“Spegni il cervello e lascia parlare il cuore”, si sente dire da Rocky Balboa in Creed 2. È la filosofia cinematografica di Sylvester Stallone come autore, qui applicata a un film non diretto da lui (ma scritto), ma che segue il Creed del 2016 che del più celebre Rocky era un po’ sequel e un po’ spin-off.
Il film, diretto da Steven Caple jr. vede il figlio di Apollo ormai pugile vincente e affermato, anche grazie all’allenamento di Rocky. Quando dal passato però riemerge il fantasma di Ivan Drago – che uccise il padre – nella forma del figlio Viktor che lo sfida, la serenità si incrina e obbliga Adonis a chiedere: per cosa combattere?
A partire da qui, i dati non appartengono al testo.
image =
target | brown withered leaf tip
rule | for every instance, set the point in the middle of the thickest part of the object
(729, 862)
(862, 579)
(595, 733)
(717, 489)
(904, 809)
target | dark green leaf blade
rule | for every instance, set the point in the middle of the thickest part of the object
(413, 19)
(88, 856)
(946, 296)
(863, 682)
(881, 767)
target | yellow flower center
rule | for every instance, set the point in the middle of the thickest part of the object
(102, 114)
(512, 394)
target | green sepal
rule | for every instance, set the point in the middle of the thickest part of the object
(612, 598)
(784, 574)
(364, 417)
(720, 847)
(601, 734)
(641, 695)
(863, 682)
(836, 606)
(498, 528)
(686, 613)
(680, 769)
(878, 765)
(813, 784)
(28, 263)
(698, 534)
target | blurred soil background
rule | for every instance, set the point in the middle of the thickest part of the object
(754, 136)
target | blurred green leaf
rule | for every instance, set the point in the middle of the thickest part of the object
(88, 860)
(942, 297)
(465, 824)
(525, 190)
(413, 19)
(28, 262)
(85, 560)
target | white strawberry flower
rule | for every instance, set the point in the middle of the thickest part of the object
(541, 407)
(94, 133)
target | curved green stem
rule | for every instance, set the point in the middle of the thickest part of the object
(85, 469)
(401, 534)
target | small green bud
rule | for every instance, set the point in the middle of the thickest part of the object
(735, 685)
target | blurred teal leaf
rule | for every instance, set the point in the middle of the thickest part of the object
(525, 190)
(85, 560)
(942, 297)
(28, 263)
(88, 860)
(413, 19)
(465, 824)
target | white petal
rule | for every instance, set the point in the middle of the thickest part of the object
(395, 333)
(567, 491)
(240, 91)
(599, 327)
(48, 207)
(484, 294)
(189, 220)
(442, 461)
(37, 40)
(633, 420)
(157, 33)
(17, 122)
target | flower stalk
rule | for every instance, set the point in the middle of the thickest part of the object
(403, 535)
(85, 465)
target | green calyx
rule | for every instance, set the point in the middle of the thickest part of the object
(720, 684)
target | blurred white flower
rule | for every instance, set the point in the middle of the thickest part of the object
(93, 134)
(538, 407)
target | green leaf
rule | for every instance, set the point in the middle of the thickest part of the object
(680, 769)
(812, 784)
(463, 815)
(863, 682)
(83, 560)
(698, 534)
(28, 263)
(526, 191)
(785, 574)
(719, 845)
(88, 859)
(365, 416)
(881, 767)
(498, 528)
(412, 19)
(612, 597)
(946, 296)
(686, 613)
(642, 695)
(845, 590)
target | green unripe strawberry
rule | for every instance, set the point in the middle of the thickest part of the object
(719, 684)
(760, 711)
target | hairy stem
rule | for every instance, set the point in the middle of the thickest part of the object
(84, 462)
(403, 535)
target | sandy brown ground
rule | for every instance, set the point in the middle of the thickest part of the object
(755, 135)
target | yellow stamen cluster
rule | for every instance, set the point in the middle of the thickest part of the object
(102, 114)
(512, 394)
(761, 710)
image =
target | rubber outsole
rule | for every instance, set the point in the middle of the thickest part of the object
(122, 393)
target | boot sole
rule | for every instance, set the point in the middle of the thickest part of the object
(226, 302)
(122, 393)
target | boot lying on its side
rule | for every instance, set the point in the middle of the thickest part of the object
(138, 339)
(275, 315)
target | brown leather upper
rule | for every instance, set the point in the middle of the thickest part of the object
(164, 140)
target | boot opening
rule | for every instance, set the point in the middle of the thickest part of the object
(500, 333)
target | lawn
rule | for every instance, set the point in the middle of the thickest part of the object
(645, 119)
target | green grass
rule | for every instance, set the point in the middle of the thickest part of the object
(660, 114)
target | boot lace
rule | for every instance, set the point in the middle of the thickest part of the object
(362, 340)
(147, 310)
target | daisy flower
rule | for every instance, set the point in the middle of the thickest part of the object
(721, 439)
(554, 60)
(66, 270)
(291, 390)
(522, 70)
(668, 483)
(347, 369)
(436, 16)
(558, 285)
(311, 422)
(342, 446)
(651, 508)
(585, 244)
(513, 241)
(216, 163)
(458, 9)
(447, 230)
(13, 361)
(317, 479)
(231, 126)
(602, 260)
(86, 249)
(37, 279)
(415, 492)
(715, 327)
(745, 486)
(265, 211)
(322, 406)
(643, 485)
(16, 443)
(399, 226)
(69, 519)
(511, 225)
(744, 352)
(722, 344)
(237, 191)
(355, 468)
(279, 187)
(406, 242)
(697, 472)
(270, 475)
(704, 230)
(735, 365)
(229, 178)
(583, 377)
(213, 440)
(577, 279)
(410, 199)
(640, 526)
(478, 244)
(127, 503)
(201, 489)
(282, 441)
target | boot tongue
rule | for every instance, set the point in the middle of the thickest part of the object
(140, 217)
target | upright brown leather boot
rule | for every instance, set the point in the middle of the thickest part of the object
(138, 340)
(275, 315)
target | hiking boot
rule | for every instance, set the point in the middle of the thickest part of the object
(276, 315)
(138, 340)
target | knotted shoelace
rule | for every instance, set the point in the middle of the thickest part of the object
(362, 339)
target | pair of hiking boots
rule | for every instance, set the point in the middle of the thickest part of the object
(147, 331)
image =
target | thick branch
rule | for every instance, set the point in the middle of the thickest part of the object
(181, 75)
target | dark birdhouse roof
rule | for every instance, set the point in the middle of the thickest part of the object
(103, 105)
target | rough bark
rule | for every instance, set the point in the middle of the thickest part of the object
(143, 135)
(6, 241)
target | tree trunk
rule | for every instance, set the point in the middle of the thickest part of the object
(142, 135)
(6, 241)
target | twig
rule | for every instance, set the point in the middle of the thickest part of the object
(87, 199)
Stallone scrive assieme a Juel Taylor, Sascha Penn e Cheo Hodari Coker un dramma pugilistico che è soprattutto una storia “shakespeariana” di padri e figli, di cosa e come educare i figli, secondo quali principi, partendo dal punto di vista problematico della mascolinità e dell’espressione dei sentimenti, dell’integrità fisica ed emotiva.
Stallone come autore ha sempre fatto i conti con il rapporto tra il proprio corpo e i valori che trasmetteva e come pochi altri a Hollywood ha saputo rendere conto allo spettatore di cosa significa invecchiare, di come appaiono un mito e un’icona mentre passa il tempo. In questo caso, Creed 2 riflette anche più del primo sull’eredità e lo fa, coerentemente con il proprio credo di autore, attraverso l’uso dei sentimenti e del proprio corpo: che in questo caso tende a scomparire, a mettersi di lato, a preparare un’uscita di scena.
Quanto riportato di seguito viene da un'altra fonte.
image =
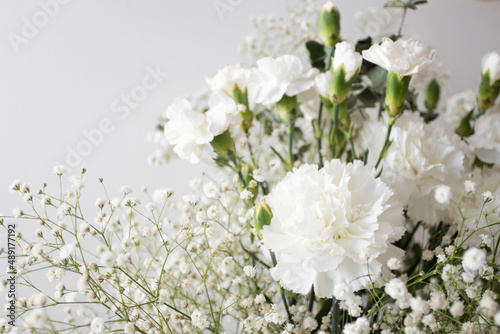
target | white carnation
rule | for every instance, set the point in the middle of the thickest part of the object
(486, 137)
(442, 194)
(473, 259)
(322, 218)
(276, 77)
(396, 289)
(403, 57)
(188, 130)
(230, 77)
(421, 157)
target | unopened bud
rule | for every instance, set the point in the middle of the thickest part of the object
(262, 216)
(397, 87)
(431, 95)
(287, 109)
(329, 25)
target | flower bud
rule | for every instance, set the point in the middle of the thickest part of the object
(346, 65)
(337, 138)
(431, 95)
(241, 99)
(329, 25)
(488, 92)
(287, 109)
(246, 172)
(464, 128)
(223, 144)
(397, 87)
(262, 216)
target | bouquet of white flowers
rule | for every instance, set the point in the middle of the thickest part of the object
(351, 198)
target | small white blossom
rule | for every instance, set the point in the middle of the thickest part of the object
(473, 259)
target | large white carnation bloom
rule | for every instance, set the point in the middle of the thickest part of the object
(403, 57)
(331, 227)
(491, 63)
(347, 58)
(276, 77)
(421, 158)
(230, 77)
(486, 137)
(189, 130)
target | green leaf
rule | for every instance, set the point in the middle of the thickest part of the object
(351, 102)
(363, 44)
(378, 77)
(368, 97)
(316, 54)
(326, 305)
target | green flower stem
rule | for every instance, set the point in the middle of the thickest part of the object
(319, 135)
(387, 142)
(312, 298)
(329, 55)
(282, 291)
(333, 130)
(289, 131)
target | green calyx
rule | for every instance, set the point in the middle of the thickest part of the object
(397, 87)
(339, 87)
(262, 216)
(488, 92)
(432, 94)
(329, 27)
(287, 109)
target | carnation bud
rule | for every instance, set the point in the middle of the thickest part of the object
(246, 171)
(339, 88)
(329, 25)
(488, 92)
(262, 216)
(223, 144)
(337, 138)
(287, 109)
(346, 65)
(397, 87)
(431, 95)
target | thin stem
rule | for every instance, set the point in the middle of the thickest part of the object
(387, 142)
(402, 22)
(335, 326)
(312, 298)
(290, 144)
(333, 130)
(320, 135)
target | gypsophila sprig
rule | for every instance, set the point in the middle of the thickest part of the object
(354, 193)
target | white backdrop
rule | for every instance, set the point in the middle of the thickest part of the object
(72, 74)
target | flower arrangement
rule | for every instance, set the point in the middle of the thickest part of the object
(352, 197)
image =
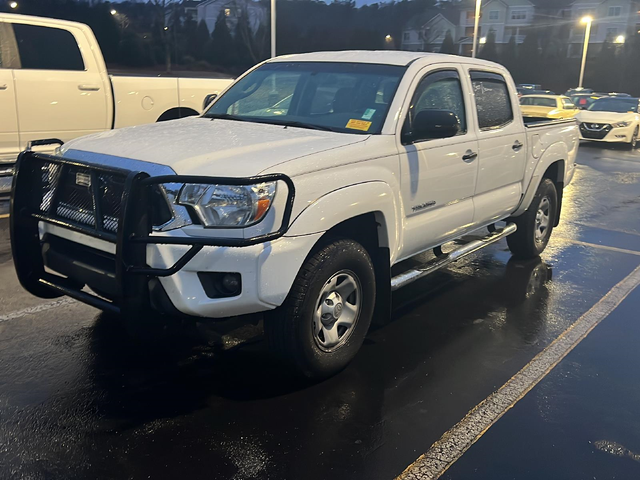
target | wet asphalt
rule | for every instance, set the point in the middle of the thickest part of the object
(80, 398)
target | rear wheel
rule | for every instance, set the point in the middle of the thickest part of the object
(536, 224)
(322, 323)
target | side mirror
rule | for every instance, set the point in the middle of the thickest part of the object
(208, 99)
(433, 124)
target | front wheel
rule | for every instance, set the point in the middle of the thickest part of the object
(321, 325)
(536, 224)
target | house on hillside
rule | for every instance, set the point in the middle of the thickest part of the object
(510, 20)
(613, 21)
(425, 33)
(507, 19)
(208, 10)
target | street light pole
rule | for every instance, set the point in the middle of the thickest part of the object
(586, 20)
(273, 28)
(474, 49)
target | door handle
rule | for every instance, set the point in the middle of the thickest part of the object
(469, 156)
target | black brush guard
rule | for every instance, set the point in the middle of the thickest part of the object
(132, 274)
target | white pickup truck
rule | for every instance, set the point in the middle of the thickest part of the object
(303, 192)
(54, 84)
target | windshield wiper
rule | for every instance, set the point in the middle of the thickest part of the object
(284, 123)
(226, 116)
(311, 126)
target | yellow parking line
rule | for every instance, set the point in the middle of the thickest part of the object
(457, 440)
(601, 247)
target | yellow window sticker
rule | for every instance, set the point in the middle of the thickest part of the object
(359, 125)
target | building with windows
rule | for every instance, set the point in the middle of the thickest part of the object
(506, 18)
(613, 21)
(425, 33)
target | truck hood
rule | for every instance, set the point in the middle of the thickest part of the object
(605, 117)
(201, 146)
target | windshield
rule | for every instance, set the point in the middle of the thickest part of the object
(539, 102)
(616, 105)
(341, 97)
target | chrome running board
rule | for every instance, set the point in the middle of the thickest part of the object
(445, 259)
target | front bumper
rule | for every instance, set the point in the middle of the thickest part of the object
(123, 269)
(609, 134)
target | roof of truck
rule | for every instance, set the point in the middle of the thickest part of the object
(383, 57)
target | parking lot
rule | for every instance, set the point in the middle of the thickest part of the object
(80, 399)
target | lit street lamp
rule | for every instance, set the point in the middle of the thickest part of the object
(388, 42)
(474, 49)
(587, 21)
(273, 28)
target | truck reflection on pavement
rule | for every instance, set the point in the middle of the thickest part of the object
(249, 411)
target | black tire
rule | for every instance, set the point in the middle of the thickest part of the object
(633, 144)
(290, 329)
(524, 243)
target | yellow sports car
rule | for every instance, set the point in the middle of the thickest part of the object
(547, 106)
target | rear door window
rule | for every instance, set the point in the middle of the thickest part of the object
(46, 48)
(440, 90)
(493, 101)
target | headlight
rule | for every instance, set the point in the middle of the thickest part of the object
(228, 205)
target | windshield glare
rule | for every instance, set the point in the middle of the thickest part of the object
(539, 102)
(615, 105)
(345, 97)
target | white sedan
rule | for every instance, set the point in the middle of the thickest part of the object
(611, 119)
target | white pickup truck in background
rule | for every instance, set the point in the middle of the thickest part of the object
(54, 84)
(305, 191)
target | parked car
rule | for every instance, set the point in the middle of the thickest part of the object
(574, 91)
(296, 209)
(530, 86)
(611, 120)
(547, 106)
(614, 94)
(584, 100)
(524, 91)
(54, 84)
Non è un caso che il film cominci con i due Drago e che finisca anche su di loro, che siano loro due e il loro dramma familiare a definire l’andamento del film (il finale sul ring è il momento più bello del film), e non è un caso che Stallone entri in scena inquadrato da lontano, fuori fuoco attraverso uno specchio: Creed 2 parla della sparizione dei padri (e della resistenza delle madri) più che del loro simbolico assassinio e lo fa mettendo in campo i valori essenziali del cinema americano, ovvero l’azione e la narrazione, fuse nel gesto del pugilato – tra i più cinegenici possibili – che diventa quindi anche un modo per Stallone, attraverso il mestiere di Caple jr., di riflettere proprio sul meccanismo del racconto nello sport.
Il film ricalca un po’ troppo pedissequamente lo schema di Rocky 4 (per fortuna non la forma pubblicitaria e anabolizzata), ma proprio sul rapporto tra identità e differenza – tra i film così come tra padri e figli, con i giovani che hanno la possibilità di riparare gli errori paterni e i padri che lottano per redimersi dai loro – fonda la sua forza, sostenuta da una regia che torna alla base della costruzione emotiva, senza effetti inutili, senza sensazionalismi tecnici. Spegnendo (apparentemente) il cervello e lasciando lavorare il cuore. Perché alla fine, basta un abbraccio per conquistare il mondo.